De l’extérieur, des appels à la retenue ont fusé de partout. Les partenaires de la CEDAO, l’UA, l’UE, l’OIF, les Nations Unies et des chancelleries occidentales se sont impliqués. Plusieurs autres personnes parmi les amis du Président, et ses anciens avocats ont tenté de lui faire entendre raison, afin qu’il renonce à son projet conflictogène de 3ème mandat.
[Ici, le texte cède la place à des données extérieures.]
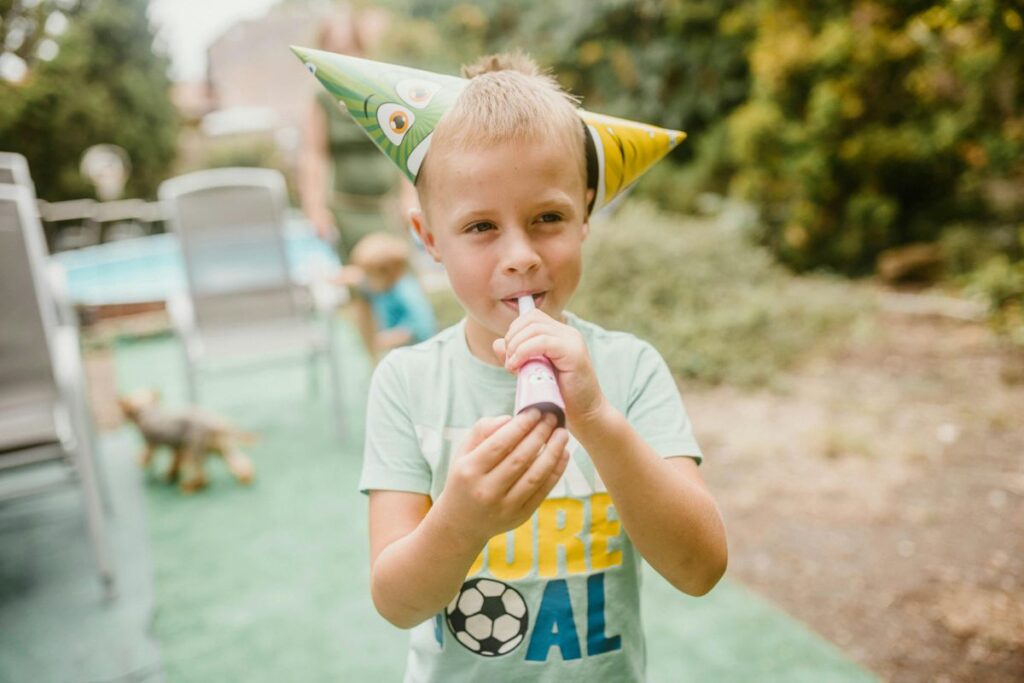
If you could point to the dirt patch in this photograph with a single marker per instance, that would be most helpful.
(878, 495)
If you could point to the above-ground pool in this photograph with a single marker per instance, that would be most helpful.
(151, 268)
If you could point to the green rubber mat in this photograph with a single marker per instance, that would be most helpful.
(269, 583)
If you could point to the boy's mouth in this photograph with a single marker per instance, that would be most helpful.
(513, 301)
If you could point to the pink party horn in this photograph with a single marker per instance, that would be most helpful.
(537, 386)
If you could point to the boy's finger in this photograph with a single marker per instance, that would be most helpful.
(537, 478)
(494, 449)
(481, 430)
(499, 348)
(510, 468)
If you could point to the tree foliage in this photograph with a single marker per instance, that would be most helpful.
(678, 63)
(871, 125)
(105, 85)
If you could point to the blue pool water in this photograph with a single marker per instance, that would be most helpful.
(151, 268)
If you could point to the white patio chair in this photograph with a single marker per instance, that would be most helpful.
(243, 303)
(44, 415)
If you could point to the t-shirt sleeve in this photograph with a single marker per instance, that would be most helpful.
(655, 410)
(392, 459)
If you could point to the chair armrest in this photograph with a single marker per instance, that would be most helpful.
(56, 281)
(327, 297)
(69, 373)
(182, 316)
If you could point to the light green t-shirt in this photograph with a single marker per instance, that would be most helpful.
(557, 599)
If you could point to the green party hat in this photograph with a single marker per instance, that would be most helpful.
(398, 109)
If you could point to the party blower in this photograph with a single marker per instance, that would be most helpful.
(537, 386)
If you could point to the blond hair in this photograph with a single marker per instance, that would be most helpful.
(508, 98)
(381, 251)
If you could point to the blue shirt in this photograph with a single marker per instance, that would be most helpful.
(404, 306)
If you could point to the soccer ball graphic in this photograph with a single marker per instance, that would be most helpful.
(488, 617)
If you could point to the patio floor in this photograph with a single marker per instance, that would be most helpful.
(268, 583)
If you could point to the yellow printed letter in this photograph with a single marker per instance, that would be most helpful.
(522, 553)
(551, 537)
(601, 530)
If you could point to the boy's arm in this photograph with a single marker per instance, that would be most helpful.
(505, 470)
(663, 503)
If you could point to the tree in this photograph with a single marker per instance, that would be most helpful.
(871, 125)
(105, 85)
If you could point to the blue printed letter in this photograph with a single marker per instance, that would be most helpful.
(554, 626)
(597, 642)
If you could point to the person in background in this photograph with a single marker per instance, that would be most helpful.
(391, 308)
(347, 188)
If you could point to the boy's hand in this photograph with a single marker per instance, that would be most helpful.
(503, 472)
(539, 334)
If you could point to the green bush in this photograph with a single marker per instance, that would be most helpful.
(718, 308)
(872, 125)
(105, 85)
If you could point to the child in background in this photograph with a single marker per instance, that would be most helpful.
(512, 546)
(390, 306)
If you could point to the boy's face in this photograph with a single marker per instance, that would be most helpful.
(506, 220)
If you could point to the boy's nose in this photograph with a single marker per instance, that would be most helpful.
(518, 254)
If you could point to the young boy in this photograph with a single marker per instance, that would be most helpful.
(510, 546)
(390, 306)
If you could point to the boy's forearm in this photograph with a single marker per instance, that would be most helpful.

Je me rappelle encore cette phrase d’espoir de la Secrétaire Générale de l’OIF, “J’espère que Alpha Condé ne voudra pas se fâcher avec tout le monde”. Mais que si ! Il s’est entêté, il s’est enfermé dans le déni de la crise, que lui, des faucons dans son camp ont régulièrement qualifiée d’artificielle.
Les nombreux dégâts déjà enregistrés, vies humaines perdues, blessés graves, arrestations arbitraires, jugements sommaires, disparitions forcées, déportations, destructions de biens publics et privés, cris de cœur  des victimes, effritement du tissu social, ralentissement de l’économie nationale; tous ces dégâts n’ont pas suffi à calmer l’ardeur du Fama pour sa funeste ambition de présidence à vie.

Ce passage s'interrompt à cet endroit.